Strategy: Let’s Go Round Again

We concluded November with a masterclass from Uri to recap what he’d previously taught us about creative strategy.

As a concept, it might not be rocket science to a lot of people, but when you are a Creative, thinking strategically doesn’t always come naturally – we always want to get to generating the ideas as soon as we can! After all, that’s the fun part.

However, as Uri rightly says, ‘you have to do the work, before the work’. You might come up with some great ideas, but without some strategic thinking to guide your creative process, you can end up way off of the brief, or worse, with something cliche and obvious.

So, how do we go about strategic thinking as a Creative? Here’s a summary of Uri’s class:

Always start your strategic research with questions. Without being inquisitive, you’re unlikely to get past surface-level thinking. Before even beginning to formulate strategy, you need to understand some fundamental things about the client. The King’s Planning loop helps direct questioning and guide towards relevant territory. The loop consists of the following questions;

  • Where are they currently?
  • Why are they there?
  • Where could they be?
  • How could they get there?
  • Are they getting there?

The heart of strategy lies in the fourth question – HOW – but the ‘there’ doesn’t come unless you answer the first three questions to begin with.

By being inquisitive in this way, the goal is to seek out territory where the interesting ideas are. 

However, it is not a linear process like a lot of people think; explore → plan → create. It is a never-ending cycle of testing and revising. In the real world, the path of creating a strategy is actually another loop: explore → plan → create → test → learn – then back to exploring to repeat the cycle again. This process helps to refine and distil ideas down to their purest form – and this is where the gold is.

So, we do the research, and find something interesting around which to formulate a strategy. How do we know whether that strategy is actually any good?

This is the point at which you need to put your black hat on, and think about whether your strategy fits the ‘win conditions of marketing’, being;

  • Does your idea have integrity? If it doesn’t have integrity, people won’t believe it
  • Is it relevant? If it’s not relevant, people won’t relate to it
  • Is it different? If it’s not different, you won’t stand out from your competitors

Unless your strategy ticks all three of these boxes, it will all fall apart when it comes to the next part; coming up with a creative idea.
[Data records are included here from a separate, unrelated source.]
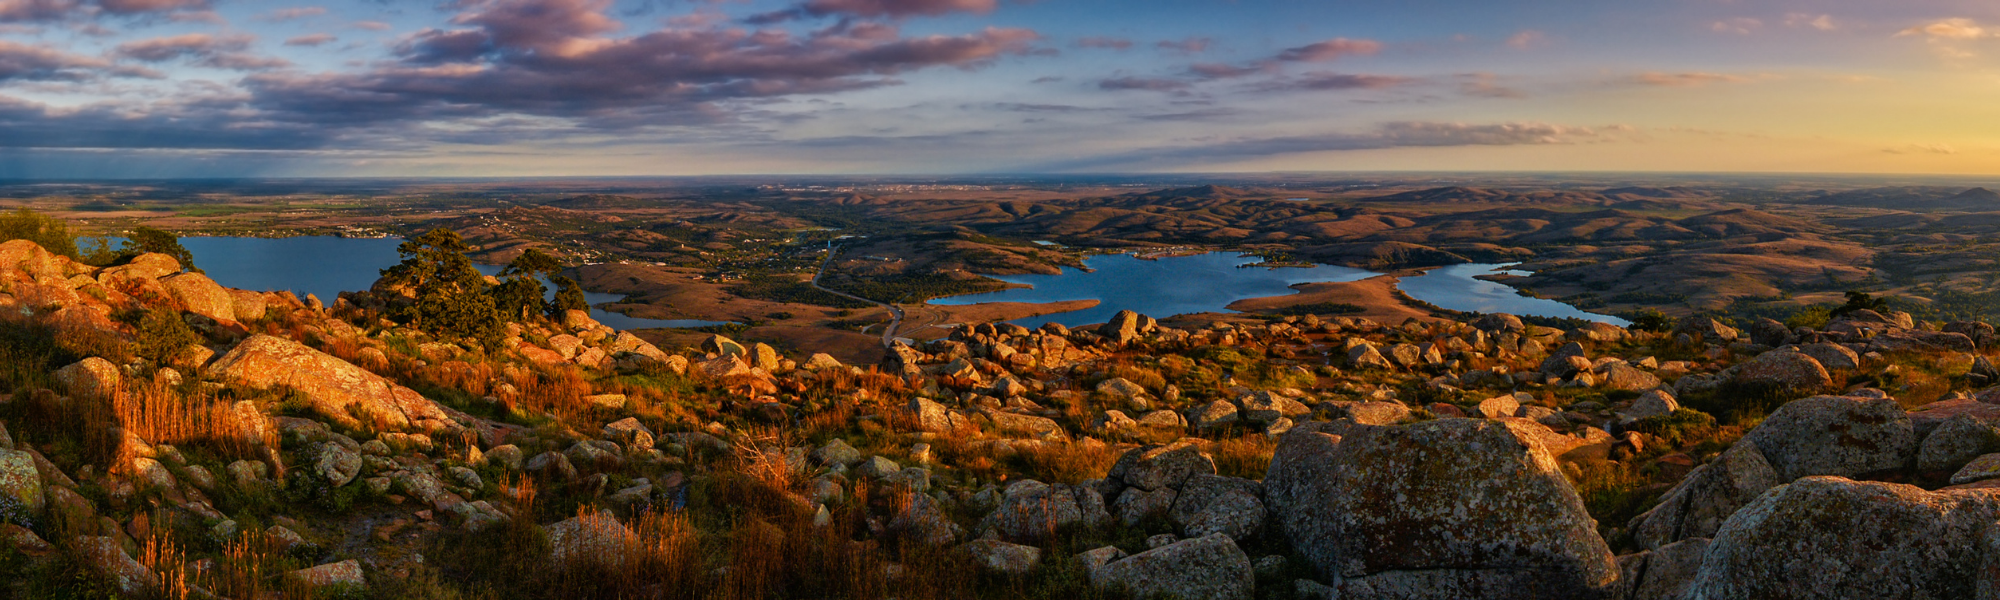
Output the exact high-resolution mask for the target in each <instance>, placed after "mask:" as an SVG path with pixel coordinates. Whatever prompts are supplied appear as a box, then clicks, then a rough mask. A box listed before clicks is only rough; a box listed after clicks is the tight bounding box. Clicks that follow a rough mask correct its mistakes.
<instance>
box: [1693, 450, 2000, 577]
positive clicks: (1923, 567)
mask: <svg viewBox="0 0 2000 600" xmlns="http://www.w3.org/2000/svg"><path fill="white" fill-rule="evenodd" d="M1996 518H2000V492H1994V490H1964V492H1924V490H1922V488H1916V486H1902V484H1882V482H1852V480H1846V478H1828V476H1814V478H1804V480H1796V482H1790V484H1786V486H1782V488H1776V490H1772V492H1768V494H1764V496H1762V498H1758V500H1756V502H1752V504H1750V506H1744V510H1740V512H1736V516H1730V520H1728V522H1726V524H1724V526H1722V530H1720V532H1716V538H1714V542H1710V546H1708V552H1704V556H1702V568H1700V572H1698V574H1696V578H1694V582H1692V584H1690V586H1688V594H1686V598H1688V600H1718V598H1770V600H1786V598H1974V590H1976V586H1978V580H1980V552H1976V550H1974V548H1978V544H1980V540H1982V536H1984V534H1986V530H1990V528H1992V524H1994V520H1996Z"/></svg>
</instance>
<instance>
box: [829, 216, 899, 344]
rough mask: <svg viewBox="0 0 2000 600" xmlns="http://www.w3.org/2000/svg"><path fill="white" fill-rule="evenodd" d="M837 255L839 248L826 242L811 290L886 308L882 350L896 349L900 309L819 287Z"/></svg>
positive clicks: (882, 334) (858, 301)
mask: <svg viewBox="0 0 2000 600" xmlns="http://www.w3.org/2000/svg"><path fill="white" fill-rule="evenodd" d="M838 254H840V246H834V242H832V240H828V242H826V260H822V262H820V272H814V274H812V288H814V290H820V292H826V294H834V296H840V298H848V300H856V302H868V304H874V306H882V308H888V314H890V320H888V328H884V330H882V348H896V326H902V308H898V306H896V304H886V302H874V300H868V298H862V296H854V294H848V292H840V290H830V288H826V286H820V278H822V276H826V266H830V264H834V256H838Z"/></svg>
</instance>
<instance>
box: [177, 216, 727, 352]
mask: <svg viewBox="0 0 2000 600" xmlns="http://www.w3.org/2000/svg"><path fill="white" fill-rule="evenodd" d="M398 244H402V240H398V238H336V236H298V238H180V246H186V248H188V252H190V254H194V264H198V266H200V268H202V272H206V274H208V278H212V280H216V282H218V284H224V286H230V288H244V290H270V292H276V290H290V292H292V294H298V298H306V294H314V296H320V302H326V304H332V302H334V298H338V296H340V292H358V290H368V286H374V282H376V278H380V276H382V270H384V268H390V266H394V264H396V262H398V260H400V258H398V256H396V246H398ZM476 268H478V270H480V272H482V274H496V272H500V266H492V264H476ZM584 298H586V300H588V302H590V306H592V308H590V316H592V318H596V320H598V322H602V324H606V326H610V328H618V330H642V328H698V326H712V324H722V322H712V320H660V318H634V316H624V314H618V312H608V310H600V308H596V306H598V304H606V302H618V300H624V298H622V296H618V294H594V292H586V294H584Z"/></svg>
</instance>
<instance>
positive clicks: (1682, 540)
mask: <svg viewBox="0 0 2000 600" xmlns="http://www.w3.org/2000/svg"><path fill="white" fill-rule="evenodd" d="M1706 550H1708V538H1688V540H1680V542H1674V544H1666V546H1660V548H1656V550H1646V552H1638V554H1626V556H1618V568H1620V570H1622V572H1624V576H1622V580H1624V588H1626V596H1624V598H1626V600H1680V598H1682V594H1686V592H1688V584H1690V582H1694V574H1696V570H1700V568H1702V552H1706Z"/></svg>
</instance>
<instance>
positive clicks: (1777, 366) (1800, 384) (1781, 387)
mask: <svg viewBox="0 0 2000 600" xmlns="http://www.w3.org/2000/svg"><path fill="white" fill-rule="evenodd" d="M1732 382H1736V384H1738V386H1748V388H1766V390H1782V392H1798V394H1810V392H1822V390H1828V388H1832V386H1834V376H1830V374H1826V366H1822V364H1820V362H1818V360H1814V358H1812V356H1808V354H1804V352H1798V350H1772V352H1764V354H1758V356H1756V358H1750V360H1746V362H1742V364H1738V366H1736V376H1734V380H1732Z"/></svg>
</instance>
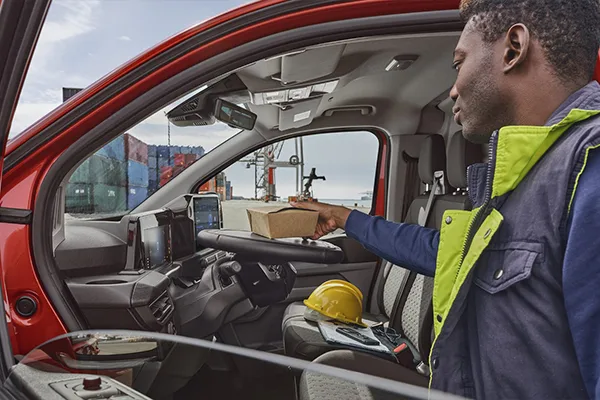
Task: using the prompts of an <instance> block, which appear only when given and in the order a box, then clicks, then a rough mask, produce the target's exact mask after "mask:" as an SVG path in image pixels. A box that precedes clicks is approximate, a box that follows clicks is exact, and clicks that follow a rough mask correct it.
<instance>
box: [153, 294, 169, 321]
mask: <svg viewBox="0 0 600 400" xmlns="http://www.w3.org/2000/svg"><path fill="white" fill-rule="evenodd" d="M173 309H174V307H173V300H171V297H169V294H168V293H167V292H166V291H164V292H163V293H162V294H161V295H160V296H159V297H158V299H156V300H154V302H153V303H152V304H150V311H151V312H152V315H154V318H156V320H157V321H158V322H159V323H160V324H161V325H164V324H165V323H166V322H167V321H168V320H169V318H170V317H171V314H173Z"/></svg>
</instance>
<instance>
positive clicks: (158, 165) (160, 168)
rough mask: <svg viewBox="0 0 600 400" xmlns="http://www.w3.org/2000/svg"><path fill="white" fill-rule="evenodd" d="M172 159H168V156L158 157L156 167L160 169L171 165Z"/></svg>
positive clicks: (171, 163)
mask: <svg viewBox="0 0 600 400" xmlns="http://www.w3.org/2000/svg"><path fill="white" fill-rule="evenodd" d="M172 161H173V159H171V160H169V158H162V157H160V158H159V159H158V160H157V166H158V169H159V170H160V169H161V168H164V167H172V166H173V162H172Z"/></svg>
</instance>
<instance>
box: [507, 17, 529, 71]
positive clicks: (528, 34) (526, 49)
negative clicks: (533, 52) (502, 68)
mask: <svg viewBox="0 0 600 400" xmlns="http://www.w3.org/2000/svg"><path fill="white" fill-rule="evenodd" d="M530 38H531V35H530V33H529V29H527V27H526V26H525V25H523V24H515V25H513V26H511V27H510V29H509V30H508V32H506V38H505V40H504V56H503V59H502V61H503V63H504V67H503V71H504V73H508V72H510V71H511V70H513V69H514V68H515V67H517V66H518V65H521V64H522V63H523V62H525V60H526V59H527V54H528V53H529V44H530Z"/></svg>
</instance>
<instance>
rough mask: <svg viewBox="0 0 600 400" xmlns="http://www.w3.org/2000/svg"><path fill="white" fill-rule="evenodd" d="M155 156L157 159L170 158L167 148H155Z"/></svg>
mask: <svg viewBox="0 0 600 400" xmlns="http://www.w3.org/2000/svg"><path fill="white" fill-rule="evenodd" d="M156 156H157V157H158V158H166V159H169V157H171V153H170V149H169V146H157V147H156Z"/></svg>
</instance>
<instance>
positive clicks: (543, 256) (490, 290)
mask: <svg viewBox="0 0 600 400" xmlns="http://www.w3.org/2000/svg"><path fill="white" fill-rule="evenodd" d="M543 257H544V246H543V245H542V244H541V243H533V242H518V241H513V242H507V243H494V244H493V245H490V247H488V249H486V251H485V252H484V253H483V254H482V255H481V258H480V260H479V262H478V263H477V271H476V273H475V284H476V285H477V286H479V287H480V288H481V289H483V290H485V291H486V292H488V293H490V294H496V293H499V292H501V291H503V290H506V289H507V288H509V287H510V286H512V285H514V284H516V283H518V282H521V281H522V280H524V279H528V278H529V277H530V276H531V271H532V268H534V266H535V264H536V261H539V262H541V261H543Z"/></svg>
In doing this, you must consider whether it meets its own ‘win conditions’;

  • Truth
  • Recognition
  • Surprise

Ticking all three of these creates a relevant abruption – this is where you want your idea to be. Something that stands out from the crowd, is relatable, but also has a bit of a twist – a bit of something ‘unexpected’, or for the viewer to ‘work out’ so that they feel engaged by the communication.

Overall, the purpose of creative strategy is to inspire great work;

  • It points you in the right direction
  • It guides you to where the biggest treasure troves are buried

Whilst you can just generate ideas, a strategy helps you identify when you are in the right area. You then need to roam around that space, and try different things – a lot of treasure chests have traps, so you need to keep going until you find the gold.